There’s the site of The Casino, a 1930s after-hours club that allowed same-sex dancing. And the site of Garden of Allah, Seattle’s first gay-owned gay bar in the 1940s. And the South End Steam Baths, open for nearly 50 years.
Brown, UW professor of geography, has spent more than a decade researching Seattle’s gay and lesbian history as a volunteer for the Northwest Lesbian & Gay History Museum Project. Brown and others have collected scores of oral histories, each adding more detail to the story of the gay and lesbian experience in Seattle.
Those interviewed have described entering a gay bar for the first time, when being “outed” could mean the loss of a job or family. Or renting an apartment in a building that welcomed gay tenants, creating a sense of community. The sites of these memories—“the where-ness of things,” as Brown puts it—add another dimension to the story.
Using these oral histories, as well as other historical information, Brown and Larry Knopp of the University of Minnesota-Duluth have created an exhaustive map of more than 200 key sites in Seattle’s gay and lesbian history. Accompanying text describes the relevance of each site.
“You can tell a history, a historical narrative, but you can also tell a spatial story of where people claimed space,” says Brown. “The map is just a particularly geographic way of writing it down.”
Pioneer Square was the site of the earliest gay establishments, most of which are long gone. In the late 1970s and early 1980s, there was “an explosion of sites of significance,” says Brown, particularly along Capitol Hill’s Pike/Pine corridor. “You also see the importance of Wallingford and the University District, especially for lesbians,” says Brown. “And Eastlake and Belltown. These are places we don’t think of as gay, but they’ve mattered.”
The oral histories stay with Brown. He tells of a Navy man who visited Seattle in the 1950s while on shore leave, hoping to meet other gay men but not sure where to find them. The military unwittingly guided his search by providing a list of establishments that sailors were prohibited to enter. The sailor went down the list, checking out the bars, knowing that at least one would be a gay bar. “The military actually led him to places he never would have found on his own,” says Brown. “It speaks to the time, but also the place. Some of these bars were very hidden.”

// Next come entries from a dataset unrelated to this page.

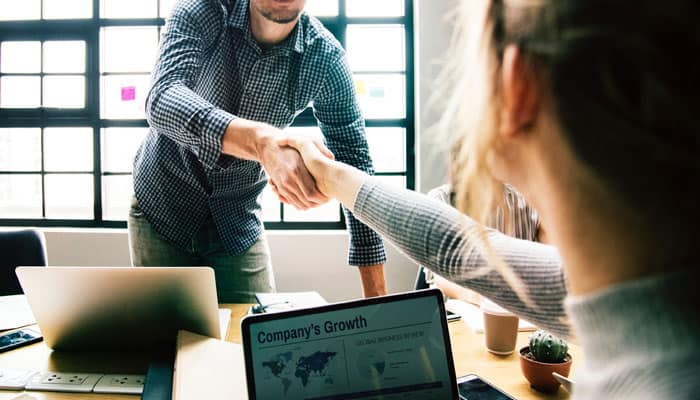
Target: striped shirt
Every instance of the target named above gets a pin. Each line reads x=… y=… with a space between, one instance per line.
x=640 y=339
x=211 y=70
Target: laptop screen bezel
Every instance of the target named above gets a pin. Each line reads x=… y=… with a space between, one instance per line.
x=250 y=320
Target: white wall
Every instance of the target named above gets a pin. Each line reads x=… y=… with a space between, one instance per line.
x=432 y=32
x=310 y=260
x=302 y=260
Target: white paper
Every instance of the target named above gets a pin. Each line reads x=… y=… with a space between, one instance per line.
x=15 y=312
x=289 y=300
x=224 y=321
x=473 y=317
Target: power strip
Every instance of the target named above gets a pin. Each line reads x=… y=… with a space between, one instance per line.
x=71 y=382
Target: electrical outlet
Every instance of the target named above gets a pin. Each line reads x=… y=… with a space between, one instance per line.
x=127 y=384
x=14 y=379
x=63 y=382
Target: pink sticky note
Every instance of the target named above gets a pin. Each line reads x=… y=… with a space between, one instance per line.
x=128 y=93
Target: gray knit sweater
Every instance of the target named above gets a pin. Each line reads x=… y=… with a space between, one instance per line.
x=641 y=340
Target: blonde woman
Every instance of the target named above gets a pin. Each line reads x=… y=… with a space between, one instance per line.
x=589 y=108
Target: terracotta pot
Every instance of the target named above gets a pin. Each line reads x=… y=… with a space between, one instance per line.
x=539 y=374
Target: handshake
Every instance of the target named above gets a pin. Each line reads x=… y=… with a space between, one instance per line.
x=297 y=167
x=301 y=169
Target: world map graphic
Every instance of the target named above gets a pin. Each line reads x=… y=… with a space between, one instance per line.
x=283 y=367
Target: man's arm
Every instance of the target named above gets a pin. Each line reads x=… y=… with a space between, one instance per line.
x=341 y=122
x=177 y=111
x=373 y=281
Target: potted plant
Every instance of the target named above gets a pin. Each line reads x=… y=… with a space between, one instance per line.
x=545 y=354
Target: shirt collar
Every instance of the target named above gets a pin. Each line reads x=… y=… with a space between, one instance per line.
x=240 y=19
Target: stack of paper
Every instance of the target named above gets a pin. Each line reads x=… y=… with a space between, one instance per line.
x=207 y=368
x=282 y=301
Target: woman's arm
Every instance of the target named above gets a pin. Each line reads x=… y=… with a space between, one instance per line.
x=441 y=238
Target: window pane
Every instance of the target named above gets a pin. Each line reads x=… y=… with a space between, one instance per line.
x=119 y=146
x=20 y=91
x=64 y=56
x=328 y=212
x=374 y=8
x=64 y=9
x=120 y=54
x=387 y=146
x=129 y=9
x=68 y=149
x=20 y=196
x=322 y=8
x=69 y=196
x=270 y=205
x=19 y=10
x=124 y=96
x=376 y=47
x=116 y=197
x=20 y=57
x=166 y=7
x=20 y=149
x=64 y=91
x=381 y=96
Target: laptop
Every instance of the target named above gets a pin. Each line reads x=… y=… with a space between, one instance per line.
x=120 y=308
x=395 y=346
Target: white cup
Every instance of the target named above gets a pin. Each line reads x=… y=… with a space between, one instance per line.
x=500 y=328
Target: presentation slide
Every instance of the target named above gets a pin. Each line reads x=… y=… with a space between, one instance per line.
x=389 y=351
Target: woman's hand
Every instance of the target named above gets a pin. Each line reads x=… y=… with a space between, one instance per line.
x=316 y=156
x=333 y=179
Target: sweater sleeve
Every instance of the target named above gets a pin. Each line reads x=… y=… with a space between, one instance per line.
x=440 y=238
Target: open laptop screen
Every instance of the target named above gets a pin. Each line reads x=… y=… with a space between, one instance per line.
x=387 y=347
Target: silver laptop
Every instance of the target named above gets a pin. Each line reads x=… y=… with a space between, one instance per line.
x=122 y=308
x=390 y=347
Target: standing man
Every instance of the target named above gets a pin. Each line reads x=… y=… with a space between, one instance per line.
x=231 y=74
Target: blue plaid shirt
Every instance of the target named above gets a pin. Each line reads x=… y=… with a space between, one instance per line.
x=210 y=71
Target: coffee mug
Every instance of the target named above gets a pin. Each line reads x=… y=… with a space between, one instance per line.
x=500 y=328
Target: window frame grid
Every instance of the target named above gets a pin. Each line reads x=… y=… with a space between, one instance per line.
x=90 y=116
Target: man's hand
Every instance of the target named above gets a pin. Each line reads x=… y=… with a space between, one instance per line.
x=288 y=175
x=373 y=281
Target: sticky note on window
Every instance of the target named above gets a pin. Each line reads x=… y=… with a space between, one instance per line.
x=361 y=87
x=128 y=93
x=376 y=91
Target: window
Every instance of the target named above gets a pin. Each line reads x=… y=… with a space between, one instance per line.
x=73 y=87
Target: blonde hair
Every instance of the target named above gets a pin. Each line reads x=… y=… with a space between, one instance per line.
x=623 y=80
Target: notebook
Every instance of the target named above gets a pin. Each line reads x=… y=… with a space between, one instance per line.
x=395 y=346
x=120 y=308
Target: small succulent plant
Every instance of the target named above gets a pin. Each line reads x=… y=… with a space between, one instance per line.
x=548 y=348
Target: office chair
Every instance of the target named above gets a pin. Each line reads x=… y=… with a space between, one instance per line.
x=23 y=247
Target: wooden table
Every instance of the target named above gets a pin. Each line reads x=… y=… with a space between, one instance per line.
x=468 y=350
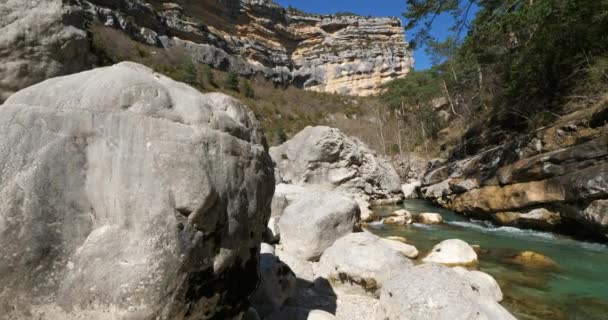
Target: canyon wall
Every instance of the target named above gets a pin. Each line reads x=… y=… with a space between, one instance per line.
x=344 y=54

Brown leads free walking tours of Pioneer Square, the downtown neighborhood where the 1950s sailor likely headed. He points out key sites in gay and lesbian history from the 1940s through the 1970s, educating audiences ranging from academics to community groups to seniors. “For some of these people, this was their life,” says Brown. “They want to see their lives as part of a broader story, which it was.”

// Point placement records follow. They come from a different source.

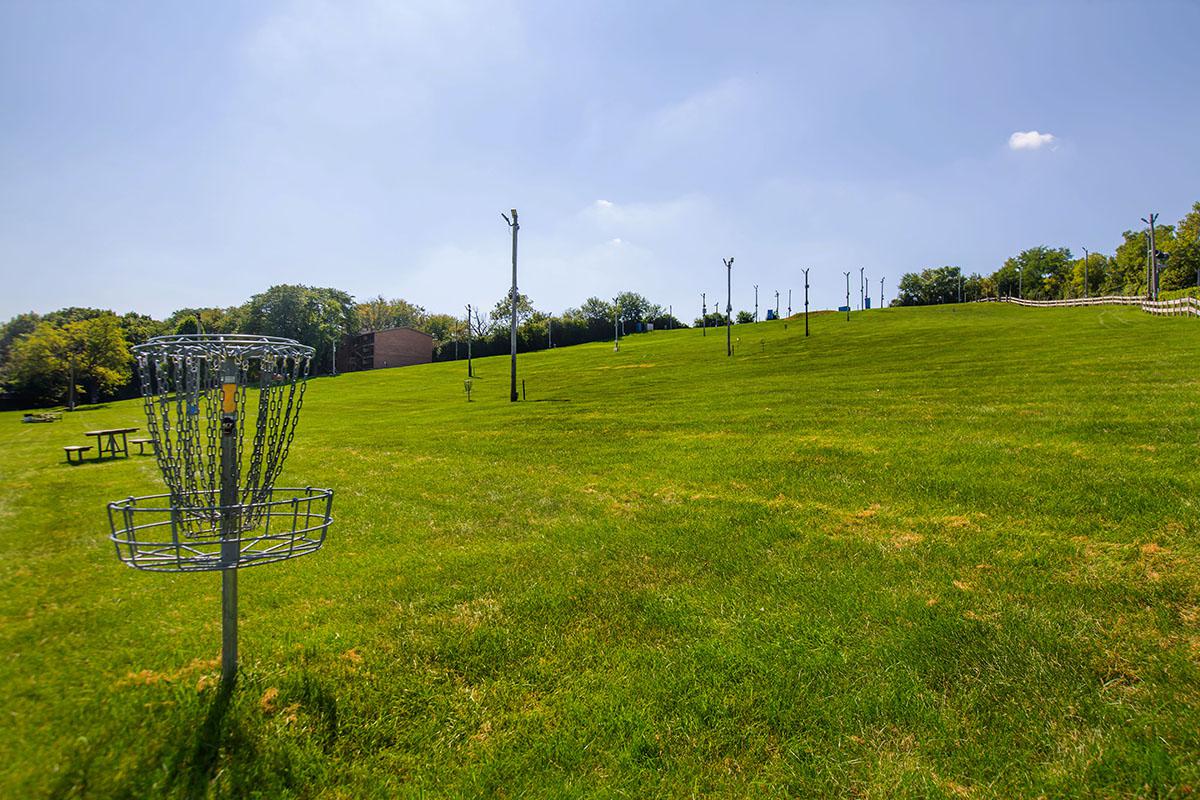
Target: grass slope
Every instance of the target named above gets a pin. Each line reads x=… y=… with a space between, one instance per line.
x=942 y=552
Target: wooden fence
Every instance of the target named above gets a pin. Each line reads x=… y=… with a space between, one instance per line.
x=1179 y=307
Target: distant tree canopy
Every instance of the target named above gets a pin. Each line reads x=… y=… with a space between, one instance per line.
x=1045 y=272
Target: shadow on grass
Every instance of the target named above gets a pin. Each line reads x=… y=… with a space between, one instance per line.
x=198 y=751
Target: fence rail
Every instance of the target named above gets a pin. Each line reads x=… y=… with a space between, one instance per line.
x=1177 y=307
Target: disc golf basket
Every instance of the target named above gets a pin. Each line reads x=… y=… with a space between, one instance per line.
x=221 y=510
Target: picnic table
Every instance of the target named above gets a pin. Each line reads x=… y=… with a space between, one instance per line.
x=107 y=443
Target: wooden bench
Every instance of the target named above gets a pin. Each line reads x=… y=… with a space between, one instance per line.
x=78 y=450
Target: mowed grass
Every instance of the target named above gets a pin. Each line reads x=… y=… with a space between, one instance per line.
x=941 y=552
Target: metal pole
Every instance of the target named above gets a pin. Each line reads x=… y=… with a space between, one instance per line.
x=513 y=323
x=231 y=524
x=1152 y=262
x=729 y=305
x=1085 y=274
x=847 y=294
x=805 y=302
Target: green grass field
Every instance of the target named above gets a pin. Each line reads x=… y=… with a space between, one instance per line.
x=941 y=552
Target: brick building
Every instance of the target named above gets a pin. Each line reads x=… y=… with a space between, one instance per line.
x=394 y=347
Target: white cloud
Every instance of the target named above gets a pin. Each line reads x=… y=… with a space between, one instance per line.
x=1030 y=140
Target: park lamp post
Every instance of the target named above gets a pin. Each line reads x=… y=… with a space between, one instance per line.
x=1086 y=288
x=807 y=301
x=846 y=272
x=729 y=306
x=515 y=227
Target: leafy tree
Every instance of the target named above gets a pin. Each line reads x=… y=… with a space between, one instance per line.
x=929 y=287
x=379 y=313
x=99 y=354
x=633 y=307
x=13 y=329
x=597 y=310
x=502 y=313
x=39 y=362
x=318 y=317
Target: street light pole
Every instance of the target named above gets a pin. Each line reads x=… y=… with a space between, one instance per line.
x=847 y=295
x=805 y=302
x=515 y=227
x=729 y=306
x=1086 y=288
x=1152 y=265
x=469 y=373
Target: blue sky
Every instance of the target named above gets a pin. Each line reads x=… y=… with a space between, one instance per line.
x=163 y=155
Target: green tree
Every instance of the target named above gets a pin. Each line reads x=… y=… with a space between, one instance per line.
x=37 y=368
x=99 y=354
x=502 y=312
x=318 y=317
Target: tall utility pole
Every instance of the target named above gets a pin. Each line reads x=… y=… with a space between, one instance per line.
x=1152 y=263
x=515 y=227
x=729 y=305
x=847 y=295
x=805 y=302
x=1086 y=288
x=469 y=373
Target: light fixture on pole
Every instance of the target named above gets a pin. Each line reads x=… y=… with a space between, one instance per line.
x=1152 y=260
x=807 y=301
x=1086 y=288
x=847 y=294
x=729 y=306
x=515 y=227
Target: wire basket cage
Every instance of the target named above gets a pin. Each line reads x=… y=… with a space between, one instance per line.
x=153 y=534
x=222 y=410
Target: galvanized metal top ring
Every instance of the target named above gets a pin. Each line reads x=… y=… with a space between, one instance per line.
x=223 y=346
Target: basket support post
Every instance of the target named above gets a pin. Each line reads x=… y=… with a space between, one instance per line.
x=229 y=523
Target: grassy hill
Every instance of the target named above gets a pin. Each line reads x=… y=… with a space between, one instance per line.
x=941 y=552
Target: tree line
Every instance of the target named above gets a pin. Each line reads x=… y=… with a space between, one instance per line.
x=87 y=353
x=1056 y=274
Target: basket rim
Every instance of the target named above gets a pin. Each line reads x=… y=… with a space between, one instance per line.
x=131 y=503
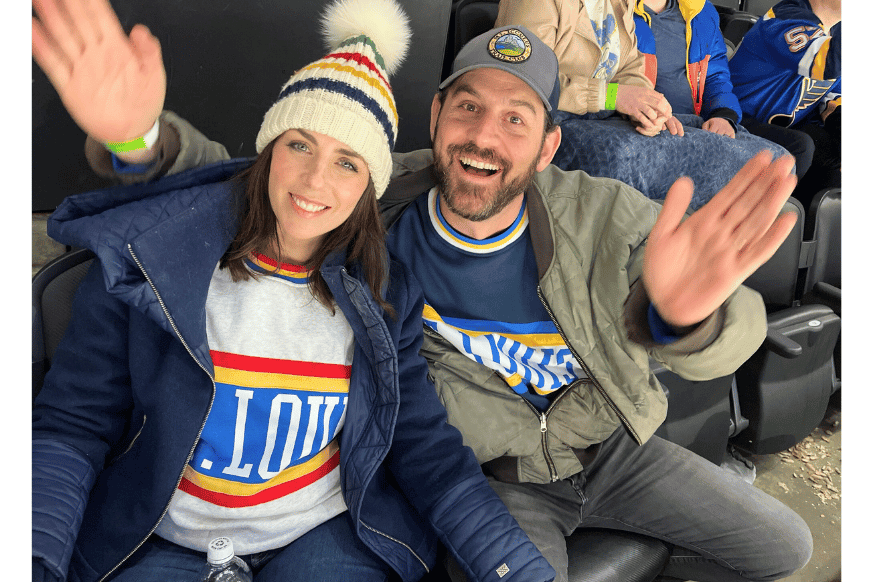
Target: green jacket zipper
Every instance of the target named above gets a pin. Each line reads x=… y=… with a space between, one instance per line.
x=585 y=367
x=193 y=446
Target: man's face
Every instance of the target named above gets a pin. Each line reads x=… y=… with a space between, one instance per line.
x=488 y=142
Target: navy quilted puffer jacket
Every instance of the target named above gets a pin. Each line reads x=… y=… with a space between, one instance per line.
x=132 y=383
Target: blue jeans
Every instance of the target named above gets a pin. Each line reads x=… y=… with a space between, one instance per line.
x=721 y=528
x=331 y=552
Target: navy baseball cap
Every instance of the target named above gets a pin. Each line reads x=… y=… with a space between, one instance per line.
x=516 y=50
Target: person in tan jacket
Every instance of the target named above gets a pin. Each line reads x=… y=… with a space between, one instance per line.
x=614 y=123
x=592 y=54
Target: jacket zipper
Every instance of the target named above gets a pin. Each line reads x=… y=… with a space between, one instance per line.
x=585 y=367
x=193 y=446
x=130 y=446
x=411 y=551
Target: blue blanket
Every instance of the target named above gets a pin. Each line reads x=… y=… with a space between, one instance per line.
x=612 y=148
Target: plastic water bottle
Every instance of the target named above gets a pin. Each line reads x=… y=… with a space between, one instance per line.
x=222 y=565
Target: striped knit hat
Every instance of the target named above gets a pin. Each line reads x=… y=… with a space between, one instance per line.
x=346 y=94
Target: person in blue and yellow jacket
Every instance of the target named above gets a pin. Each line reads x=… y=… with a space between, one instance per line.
x=692 y=71
x=787 y=74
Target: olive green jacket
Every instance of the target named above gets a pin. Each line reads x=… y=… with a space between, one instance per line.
x=588 y=236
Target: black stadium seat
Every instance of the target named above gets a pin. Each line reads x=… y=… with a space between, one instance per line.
x=785 y=386
x=52 y=290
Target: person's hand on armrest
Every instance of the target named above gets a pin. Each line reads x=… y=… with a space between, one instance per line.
x=649 y=108
x=719 y=125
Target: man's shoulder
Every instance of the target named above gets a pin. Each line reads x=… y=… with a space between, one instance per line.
x=579 y=203
x=555 y=184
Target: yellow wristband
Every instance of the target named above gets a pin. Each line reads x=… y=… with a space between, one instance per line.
x=611 y=92
x=140 y=143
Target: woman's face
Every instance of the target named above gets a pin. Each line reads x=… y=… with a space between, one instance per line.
x=315 y=183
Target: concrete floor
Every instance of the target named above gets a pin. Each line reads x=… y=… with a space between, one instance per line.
x=808 y=479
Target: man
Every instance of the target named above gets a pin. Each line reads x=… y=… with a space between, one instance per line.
x=544 y=302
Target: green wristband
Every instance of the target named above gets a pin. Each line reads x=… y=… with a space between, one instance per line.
x=611 y=92
x=144 y=142
x=118 y=147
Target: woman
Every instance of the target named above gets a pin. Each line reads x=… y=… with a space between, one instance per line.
x=603 y=73
x=242 y=360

Brown is involved in other academic research—his current project concerns public health and homosexuality before HIV and AIDS—but he plans to continue his volunteer work with the Northwest Lesbian & Gay History Museum Project indefinitely.

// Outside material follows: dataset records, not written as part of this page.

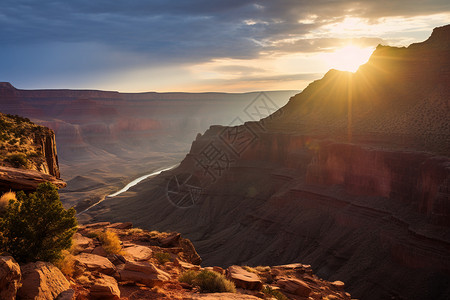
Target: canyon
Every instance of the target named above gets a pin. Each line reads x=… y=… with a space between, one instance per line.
x=106 y=139
x=351 y=176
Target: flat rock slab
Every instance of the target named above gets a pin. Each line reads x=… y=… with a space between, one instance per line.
x=42 y=280
x=82 y=241
x=225 y=296
x=294 y=286
x=138 y=253
x=93 y=262
x=143 y=272
x=104 y=287
x=243 y=278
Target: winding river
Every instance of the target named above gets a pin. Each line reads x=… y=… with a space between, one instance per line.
x=129 y=185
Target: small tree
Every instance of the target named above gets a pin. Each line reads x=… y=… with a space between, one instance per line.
x=36 y=226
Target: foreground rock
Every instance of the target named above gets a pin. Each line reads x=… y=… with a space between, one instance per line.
x=143 y=272
x=104 y=287
x=43 y=281
x=10 y=278
x=93 y=262
x=244 y=279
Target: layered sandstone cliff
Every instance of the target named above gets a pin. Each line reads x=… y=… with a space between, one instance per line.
x=352 y=176
x=27 y=155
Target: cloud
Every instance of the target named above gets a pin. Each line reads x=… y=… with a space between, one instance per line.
x=95 y=37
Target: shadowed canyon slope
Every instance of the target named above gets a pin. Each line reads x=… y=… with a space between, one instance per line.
x=351 y=176
x=106 y=139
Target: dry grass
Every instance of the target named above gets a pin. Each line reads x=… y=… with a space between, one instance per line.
x=110 y=242
x=5 y=198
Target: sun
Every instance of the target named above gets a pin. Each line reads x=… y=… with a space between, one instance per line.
x=348 y=58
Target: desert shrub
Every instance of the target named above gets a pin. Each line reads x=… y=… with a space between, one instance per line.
x=6 y=198
x=273 y=293
x=163 y=257
x=17 y=160
x=66 y=263
x=36 y=226
x=208 y=281
x=110 y=242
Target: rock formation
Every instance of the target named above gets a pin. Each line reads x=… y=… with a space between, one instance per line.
x=351 y=176
x=27 y=155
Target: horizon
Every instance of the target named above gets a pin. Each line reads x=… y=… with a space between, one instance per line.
x=200 y=46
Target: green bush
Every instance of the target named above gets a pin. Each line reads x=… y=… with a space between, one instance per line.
x=163 y=257
x=36 y=226
x=208 y=281
x=17 y=160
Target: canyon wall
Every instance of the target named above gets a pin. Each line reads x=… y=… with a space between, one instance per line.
x=351 y=176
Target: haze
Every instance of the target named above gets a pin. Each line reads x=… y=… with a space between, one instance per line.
x=199 y=45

“What intrigues me is the simultaneous ordinariness and extraordinary courage and fortitude and persistence people had, in the same place I am now as an openly gay man,” says Brown. “I don’t have to walk around the block three times before I walk into a bar. People had to do this all the time. Yet they coped and often thrived. Their stories help us understand inequality of all sorts that continues today.”